In a previous post, we looked at the process of deploying a Cloudera-based Hadoop cluster in detail. In this article, we would like to elaborate on the methods and tools for collecting data in Hadoop. You can upload data to the system using simple copying to HDFS, and using special tools.
The easiest way to transfer data to a cluster is to copy files through the web interface of the file manager in the Hue control panel. The web interface is located at http: // [Hue_node]: 8888 / filebrowser / (instead of [Hue_node], the address of the node on which Hue is deployed is indicated). It is intuitive and does not require additional explanation.
The web interface is good for novice users; With it, it is convenient to investigate the structure of HDFS directories. At the same time, it is inconvenient for downloading large files (from several gigabytes).
')
To download a large number of files or large files, it is preferable to copy files to HDFS using the hadoop utility. This operation is performed using the following command, which is executed from any server that is part of the HDFS cluster:
hadoop fs -put file_for_hadoop / path / to / put / file / in / HDFS /
In this case, you can always use traditional pipes or pre-copy files to the server.
The described methods are well suited for situations where you need to transfer already existing data to HDFS. But it seems more natural to collect data immediately in Hadoop. For this purpose, specialized tools are used. One of these tools is being developed as part of the Apache Hadoop project. This is Flume, the universal tool for collecting logs and other data. In this article, we would like to talk about the architecture of Flume and share practical experience of using it.
About project Flume
The word flume means "channel". This tool is designed to manage data flows: collect them from various sources and send them to a centralized repository.

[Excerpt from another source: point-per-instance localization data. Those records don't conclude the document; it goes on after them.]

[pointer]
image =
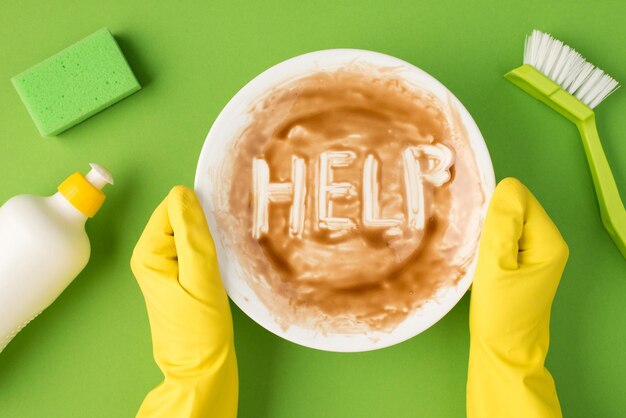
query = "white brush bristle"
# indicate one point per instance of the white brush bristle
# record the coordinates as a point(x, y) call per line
point(568, 68)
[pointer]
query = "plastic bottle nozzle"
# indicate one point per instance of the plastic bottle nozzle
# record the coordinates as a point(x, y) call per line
point(83, 192)
point(99, 176)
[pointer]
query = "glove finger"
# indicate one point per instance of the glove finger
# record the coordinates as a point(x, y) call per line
point(541, 243)
point(155, 252)
point(504, 226)
point(198, 272)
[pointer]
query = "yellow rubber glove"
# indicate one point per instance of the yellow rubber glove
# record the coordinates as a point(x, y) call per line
point(520, 261)
point(192, 331)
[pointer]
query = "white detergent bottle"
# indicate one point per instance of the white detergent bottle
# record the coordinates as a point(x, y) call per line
point(44, 246)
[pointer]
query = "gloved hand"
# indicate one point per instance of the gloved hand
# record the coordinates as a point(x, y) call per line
point(192, 332)
point(520, 261)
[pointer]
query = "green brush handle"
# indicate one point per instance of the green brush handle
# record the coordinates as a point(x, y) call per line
point(612, 209)
point(542, 88)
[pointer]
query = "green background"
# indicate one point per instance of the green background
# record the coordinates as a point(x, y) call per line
point(89, 355)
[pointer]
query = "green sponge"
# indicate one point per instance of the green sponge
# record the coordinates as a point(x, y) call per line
point(76, 83)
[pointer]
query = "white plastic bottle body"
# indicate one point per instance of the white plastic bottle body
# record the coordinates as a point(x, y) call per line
point(43, 247)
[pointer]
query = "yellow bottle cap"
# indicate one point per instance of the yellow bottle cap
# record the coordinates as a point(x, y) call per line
point(84, 192)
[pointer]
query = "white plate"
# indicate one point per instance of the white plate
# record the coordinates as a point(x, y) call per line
point(227, 127)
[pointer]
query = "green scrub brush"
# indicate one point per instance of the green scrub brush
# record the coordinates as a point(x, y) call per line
point(561, 78)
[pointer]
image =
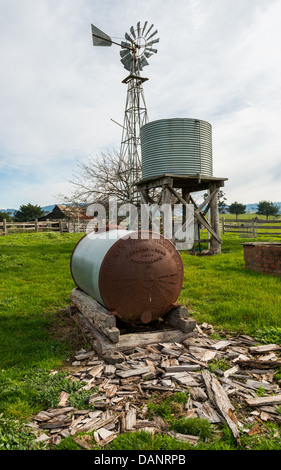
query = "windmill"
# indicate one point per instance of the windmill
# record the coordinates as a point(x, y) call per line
point(136, 48)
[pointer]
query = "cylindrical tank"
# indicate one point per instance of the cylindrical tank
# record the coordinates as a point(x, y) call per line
point(179, 146)
point(134, 275)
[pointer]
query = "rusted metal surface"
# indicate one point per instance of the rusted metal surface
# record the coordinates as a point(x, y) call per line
point(138, 278)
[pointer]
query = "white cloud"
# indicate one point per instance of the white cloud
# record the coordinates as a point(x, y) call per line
point(218, 61)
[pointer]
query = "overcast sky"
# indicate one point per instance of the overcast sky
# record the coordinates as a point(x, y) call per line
point(217, 60)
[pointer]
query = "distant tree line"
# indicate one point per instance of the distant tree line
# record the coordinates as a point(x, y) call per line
point(266, 208)
point(25, 213)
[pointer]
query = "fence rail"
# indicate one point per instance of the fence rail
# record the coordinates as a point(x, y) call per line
point(61, 226)
point(251, 227)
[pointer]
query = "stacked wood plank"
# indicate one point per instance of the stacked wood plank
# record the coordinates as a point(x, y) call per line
point(123, 383)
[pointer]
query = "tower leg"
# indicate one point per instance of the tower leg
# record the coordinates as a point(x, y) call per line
point(215, 223)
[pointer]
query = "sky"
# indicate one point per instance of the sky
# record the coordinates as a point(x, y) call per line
point(217, 60)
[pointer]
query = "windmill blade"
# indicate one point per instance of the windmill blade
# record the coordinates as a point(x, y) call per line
point(143, 62)
point(100, 38)
point(133, 31)
point(138, 28)
point(145, 24)
point(127, 62)
point(148, 54)
point(153, 34)
point(126, 45)
point(152, 42)
point(149, 29)
point(124, 53)
point(138, 64)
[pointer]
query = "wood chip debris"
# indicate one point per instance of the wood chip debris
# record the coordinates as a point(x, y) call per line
point(122, 384)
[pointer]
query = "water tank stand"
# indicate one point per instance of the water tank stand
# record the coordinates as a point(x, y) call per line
point(178, 188)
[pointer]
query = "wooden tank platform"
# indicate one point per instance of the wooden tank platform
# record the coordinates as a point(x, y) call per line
point(178, 188)
point(109, 334)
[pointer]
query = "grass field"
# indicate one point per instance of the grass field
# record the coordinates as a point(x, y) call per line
point(35, 283)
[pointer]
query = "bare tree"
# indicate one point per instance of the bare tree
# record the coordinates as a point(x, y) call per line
point(98, 179)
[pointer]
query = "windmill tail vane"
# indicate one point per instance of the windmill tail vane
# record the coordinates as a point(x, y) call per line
point(136, 48)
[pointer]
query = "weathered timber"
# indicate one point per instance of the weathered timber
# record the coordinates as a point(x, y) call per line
point(220, 400)
point(96, 314)
point(271, 400)
point(178, 317)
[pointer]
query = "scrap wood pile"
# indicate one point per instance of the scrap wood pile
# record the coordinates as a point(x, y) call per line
point(123, 384)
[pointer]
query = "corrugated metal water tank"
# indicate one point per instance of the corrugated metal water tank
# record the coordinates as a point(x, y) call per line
point(179, 146)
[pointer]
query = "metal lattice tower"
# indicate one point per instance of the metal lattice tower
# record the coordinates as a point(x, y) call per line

The Flume project is being developed by the Apache Software Foundation. The first versions of Flume came out in 2009. All versions released before 2011 (up to version 0.9.4) are called Flume OG (OG - old generation, i.e. the old generation). In 2011, work began on a new project branch, within the framework of which it is planned to significantly expand the functionality of Flume OG. This branch is known as Flume 728 (by task number in JIRA, which listed all the main notes and suggestions for improvement) or Flume NG (NG means new generation, ie, new generation). The latest to date version 1.4.0 was released in July 2013.
Architecture
Basic concepts
The description of the Flume architecture will begin with a definition of basic concepts:
- event (event) - a data set transmitted by Flume from the point of origin to the point of destination;
- flow (flow) - the movement of events from the point of origin to the point of destination;
- client (client) - any application that sends data to the Flume agent;
- agent (agent) - an independent process in which components such as sources, channels and drains; stores events and transfers to the next node;
- source (source) - an interface that receives messages through various data transfer protocols. Received events are transmitted by the source to one or several channels. Flume supports the following standards for transferring data from external sources: Avro, log4j, syslog, HTTP Post with JSON body. Using the ExecSource library, you can implement support for other standards;
- channel (channel) - temporary storage for events. The event is in the channel until it is withdrawn from it by a drain. Channels store event queues, allowing you to separate drains and sources with different performance and architecture. Depending on the type of channel, events may be stored in memory, a regular file on disk or in a database (for example, a JDBC channel);
- sink (sink) - the implementation of the interface that takes an event from the channel and sends it to the next agent in the stream or saves it to the final storage (for example, HDFS). The drains that transmit the event to the final storage are called final drains. Examples of final sinks include the HDFS file system, the Hive database, and the Solr search server. An example of a normal runoff is Avro, which simply sends messages to other agents.
Flow structure
The stream starts with the client, which sends the event to the agent (more precisely, to the source in the agent). The source that received the event transmits it to one or more channels. From the channels the event is transmitted to the drains that are part of the same agent. He can transfer it to another agent, or (if it is the final agent) to the destination node.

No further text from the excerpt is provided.